Lo que de verdad importa

Por Cecilia Latorre, profesora de Derecho Procesal UC
Leyendo el proyecto Constitucional no dejo de sentir incertidumbre, los pilares de todo el Derecho aprendido parecen derrumbarse mientras hojeo y una otra vez en busca de la lista de derechos humanos que el Estado se comprometerá a respetar. Lo hago con angustia, repito la acción una y otra vez y no los encuentro. Se intensifica el pánico, caigo en cuenta de que estoy buscando un listado de reconocimiento de derechos que al parecer nadie más busca, mi conducta resulta pueril, insensata, innecesaria, me muestra ignorante frente a un mundo erudito que ya no necesita el catálogo que busco.
Cuando reparo en esto último mi estado se agrava, me pierdo por completo y la angustia se trasforma en parálisis, los músculos no responden, el corazón se ha detenido. Me siento completamente fuera de lugar, pero no logro olvidar la eterna discusión entre iusnaturalistas y positivistas. Los primeros afirmaban que era la propia naturaleza del hombre (en cuanto especie humana) quien dotaba al individuo de un listado de derechos inalienables ante los cuales debía postrarse toda autoridad o poder. Eran derechos que el hombre traía consigo al nacer y que derivaban de su origen divino, de su Ser creado por Dios, a imagen y semejanza de Él. A un hijo de Dios no se le podía arrebatar la vida, la libertad, la dignidad, entre varios otros derechos que le eran propios, que más que derechos eran cualidades inherentes a él. Los segundos criticaron fuertemente a los primeros, dijeron que no podía ser que los derechos derivaran de una supuesta filiación divina, porque al parecer no existía un Dios o al menos, a nadie le contaba que lo hubiera y porque, además, los referidos derechos no habían sido reconocidos de igual manera ni a todos los hombres, ni en todas las épocas, por lo tanto, no existía nada que derivara de la naturaleza misma del hombre. Para el positivismo los supuestos derechos “naturales” del hombre no eran tales y en el principio de los tiempos había sido la propia humanidad quien, a fin de facilitar la vida en sociedad sin que los poderosos aplastaran a los débiles, pactó un listado de derechos mínimos declararlos formalmente como universales, esto es, como atribuibles a todos los hombres. Ese es justamente el catálogo que yo buscaba, el que contenía los derechos universales, de todos y de cada uno.

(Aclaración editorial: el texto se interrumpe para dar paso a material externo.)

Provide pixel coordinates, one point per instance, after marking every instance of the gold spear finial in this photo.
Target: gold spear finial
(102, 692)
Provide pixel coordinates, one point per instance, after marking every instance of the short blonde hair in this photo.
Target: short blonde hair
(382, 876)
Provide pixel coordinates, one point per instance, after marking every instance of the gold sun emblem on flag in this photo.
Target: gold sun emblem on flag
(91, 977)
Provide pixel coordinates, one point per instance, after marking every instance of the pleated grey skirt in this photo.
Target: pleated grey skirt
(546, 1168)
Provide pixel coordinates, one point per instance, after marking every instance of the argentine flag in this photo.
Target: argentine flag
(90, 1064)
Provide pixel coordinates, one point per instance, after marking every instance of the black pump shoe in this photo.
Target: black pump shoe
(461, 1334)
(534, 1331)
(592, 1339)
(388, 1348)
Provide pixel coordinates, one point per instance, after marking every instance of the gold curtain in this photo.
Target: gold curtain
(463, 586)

Con esta clásica discusión en mente volví al proyecto de Constitución y constaté que Chile seguiría siendo un Estado laico, necesariamente positivista, pero aun así no hay catálogo. Seguí leyendo y mi corazón volvió a latir, encontré una especie de catálogo, pero reducido a un grupo de derechos atribuibles solo a ciertas personas y quedaba gran vacío respecto del “resto”. No había derechos universales, de esos que son para el común, el hijo del vecino, el cualquiera, el cada uno y el todos. No hay pacto fundacional para ellos y a falta de un dios, ¿debemos concluir que tales derechos no existen?
Esta cuestión es vital, es la única que verdaderamente importa, porque da lo mismo si la Constitución establece que el poder se ejerza por unos pocos o por muchos, por gente escogida por etnias o por zonas geográficas, por funcionarios capaces o por ineptos, siempre que quienes estén sometidos a dichas autoridades tengan un catálogo cierto de derechos fundamentales, inalienables e irrenunciables que limiten el poder de ellas y una herramienta eficaz para asegurarlo, cosas básicas que no logro encontrar en el proyecto.